Single by The Barleycorn

from the album Live at the Embankment
- A-side: "The Men Behind the Wire"
- Released: December 1971
- Recorded: 1971
- Genre: Protest, Republican, Rebel Song
- Label: Release Records
- Songwriter: Paddy McGuigan
- Producer: Billy McBurney

= The Men Behind the Wire =

"The Men Behind the Wire" is a song written and composed by Paddy McGuigan of the Barleycorn folk group in the aftermath of Operation Demetrius. The song describes police raids in Northern Ireland by British security forces during the Troubles, and the "men behind the wire" refers to those interned without trial at HM Prison Maze, HM Prison Magilligan and onboard HMS Maidstone.

The song was recorded by the Barleycorn in Belfast (produced by Billy McBurney) and pressed in Dublin by Release Records in December 1971. After its release on 14 December the song shot into the Irish charts, selling far more copies than any other single until then released in Ireland, and remained in the charts for months. It reached No. 1 position in the Irish charts on 22 January 1972, where it remained for three weeks. After a gap of one week it returned to No. 1 for two weeks on 15 February.
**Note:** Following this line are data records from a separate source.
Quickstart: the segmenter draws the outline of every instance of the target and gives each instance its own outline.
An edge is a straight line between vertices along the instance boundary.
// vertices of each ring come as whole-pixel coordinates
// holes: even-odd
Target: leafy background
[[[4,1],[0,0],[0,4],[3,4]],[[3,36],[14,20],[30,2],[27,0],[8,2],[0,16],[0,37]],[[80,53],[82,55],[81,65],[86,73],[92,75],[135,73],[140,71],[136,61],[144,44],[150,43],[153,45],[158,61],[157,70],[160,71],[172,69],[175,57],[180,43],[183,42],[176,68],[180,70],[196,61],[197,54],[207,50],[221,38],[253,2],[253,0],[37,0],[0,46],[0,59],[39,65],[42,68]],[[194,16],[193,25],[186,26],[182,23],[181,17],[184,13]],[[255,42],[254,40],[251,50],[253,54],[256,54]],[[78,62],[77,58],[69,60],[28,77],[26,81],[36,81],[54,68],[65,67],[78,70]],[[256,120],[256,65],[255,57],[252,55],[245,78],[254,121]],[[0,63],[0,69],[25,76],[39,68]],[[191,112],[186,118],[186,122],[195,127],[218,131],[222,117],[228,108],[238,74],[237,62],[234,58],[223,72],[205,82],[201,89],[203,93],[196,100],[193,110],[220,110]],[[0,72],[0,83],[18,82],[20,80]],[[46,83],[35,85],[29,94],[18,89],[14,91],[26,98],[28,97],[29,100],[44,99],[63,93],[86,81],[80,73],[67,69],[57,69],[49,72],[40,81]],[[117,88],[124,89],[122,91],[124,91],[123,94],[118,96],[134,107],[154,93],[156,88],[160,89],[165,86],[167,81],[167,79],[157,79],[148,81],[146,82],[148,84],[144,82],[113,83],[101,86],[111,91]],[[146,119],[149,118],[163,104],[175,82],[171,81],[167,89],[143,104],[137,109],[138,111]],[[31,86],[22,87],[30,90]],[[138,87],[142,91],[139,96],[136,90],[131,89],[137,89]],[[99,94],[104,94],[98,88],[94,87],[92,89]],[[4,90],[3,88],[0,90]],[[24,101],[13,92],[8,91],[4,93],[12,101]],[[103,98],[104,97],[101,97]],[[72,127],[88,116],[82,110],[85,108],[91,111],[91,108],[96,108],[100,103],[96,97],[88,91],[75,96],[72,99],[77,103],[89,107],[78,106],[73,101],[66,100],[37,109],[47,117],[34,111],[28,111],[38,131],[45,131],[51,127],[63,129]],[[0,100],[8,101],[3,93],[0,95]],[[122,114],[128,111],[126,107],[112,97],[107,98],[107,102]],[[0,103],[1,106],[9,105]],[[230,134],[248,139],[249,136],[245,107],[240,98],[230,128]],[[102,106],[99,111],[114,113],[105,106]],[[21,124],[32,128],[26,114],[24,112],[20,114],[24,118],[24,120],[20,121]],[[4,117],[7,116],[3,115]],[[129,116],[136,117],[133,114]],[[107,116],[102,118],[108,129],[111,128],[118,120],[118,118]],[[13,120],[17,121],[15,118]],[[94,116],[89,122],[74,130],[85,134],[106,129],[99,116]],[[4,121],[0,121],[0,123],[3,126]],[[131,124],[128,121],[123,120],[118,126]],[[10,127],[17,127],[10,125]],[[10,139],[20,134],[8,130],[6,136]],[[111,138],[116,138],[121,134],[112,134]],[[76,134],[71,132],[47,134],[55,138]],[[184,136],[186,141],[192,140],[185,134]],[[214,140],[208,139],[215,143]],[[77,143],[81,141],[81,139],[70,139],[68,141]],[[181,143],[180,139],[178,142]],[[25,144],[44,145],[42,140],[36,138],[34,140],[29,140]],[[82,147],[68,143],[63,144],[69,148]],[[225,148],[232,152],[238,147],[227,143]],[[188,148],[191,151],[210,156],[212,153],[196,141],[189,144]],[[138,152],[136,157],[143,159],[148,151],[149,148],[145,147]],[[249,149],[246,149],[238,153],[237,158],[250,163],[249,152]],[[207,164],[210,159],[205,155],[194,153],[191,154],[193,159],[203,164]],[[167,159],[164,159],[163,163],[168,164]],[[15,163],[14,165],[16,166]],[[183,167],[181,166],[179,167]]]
Royalties from the recording were donated to families of the internees.

The song was subsequently recorded by many singers and bands in Ireland and abroad, including the Wolfe Tones, Liam Clancy and the Flying Column. British singer/songwriter Dido in her song "Let's Do the Things We Normally Do" from the album Safe Trip Home used a few lines from this song. This included the lyrics "Armoured cars and tanks and guns, came to take away our sons. But every man must stand behind, the men behind the wire."

Some Ulster loyalist musicians created their own version of the song, also called "The Men Behind the Wire," using the same tune as the original republican version, however with different lyrics. A version was included on the second UVF Prisoner Aid album in 1975.

==Covers==
- The Barleycorn Live at the Embankment Release DRL 2004 LP (1972)
- The Clancy Brothers Save the Land (1972)
- Ray McAreavy on compilation The Men Behind the Wire (R & O Records, 1972)
- The Wolfe Tones on their fifth album, Let the People Sing (1973)
- Patsy Watchorn on Irish Republican Jail Songs (re-released 2001)
- The Devil's Advocates on Snipers In Derelict Houses (1999, Triage Records)
- Steve Coogan performed a version of the song on the BBC as Irish doppelgänger Martin Brennan from Sligo on episode 4 of the television programme This Time with Alan Partridge.